FAIRBANKS — An initiative to legalize small amounts of marijuana in Alaska will be on the ballot in November, but Gov. Sean Parnell said he won’t use state resources to explore the implications of that vote unless it passes.
Parnell said he hasn’t directed the Alaska Department of Law to consider what legalization may look like or how it would be rolled out. Ballot Measure 2 would legalize the production, sale and use of marijuana, with people ages 21 and older able to legally purchase as much as an ounce of pot.
Parnell said he’ll work to implement legalization if voters back it, but said he’s personally opposed to the initiative.
“I’m not excited about the prospect,” he said on Monday during a News-Miner editorial board meeting. “I think we’re not sending the right message to our kids.”
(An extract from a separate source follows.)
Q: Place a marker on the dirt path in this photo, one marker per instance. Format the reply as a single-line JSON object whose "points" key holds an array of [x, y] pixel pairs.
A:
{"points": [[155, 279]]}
Voters in both Colorado and Washington approved initiatives in November 2012 to legalize marijuana. Both took more than a year to create a framework for legalizing pot, including new systems of legal oversight, taxation and quality control. Colorado began marijuana sales on Jan. 1; Washington will allow approved marijuana retailers to begin sales today.
If voters approve Ballot Measure 2 this fall, Alaska will become the third state to legalize the drug for recreational use; it’s already among 19 states that have approved medical marijuana.
Parnell said Alaska will have the benefit of learning from Colorado and Washington’s example, but he won’t ask state employees to make any preparations for possible legalization in the months ahead. He said the Alaska Department of Law should focus on its existing workload, rather than looking ahead to what may happen after election day.
“I’m not going to be spending state resources on that now,” he said.
Parnell acknowledged that the challenges ahead could be considerable if marijuana is legalized. He’s discussed the issue with Colorado Gov. John Hickenlooper, and said he got a simple piece of advice: “Don’t go into this lightly.”
“He urged caution among governors when it comes to passage of this,” he said. “There are a lot of unintended consequences.”
Parnell said both the Legislature and state regulatory agencies would need to follow up with oversight rules for the newly legalized drug. Ballot Measure 2 also would create a Marijuana Control Board to regulate the new industry.
Several early polls, including one commissioned by the Alaska House Majority Caucus in March, have shown majority support for the marijuana initiative.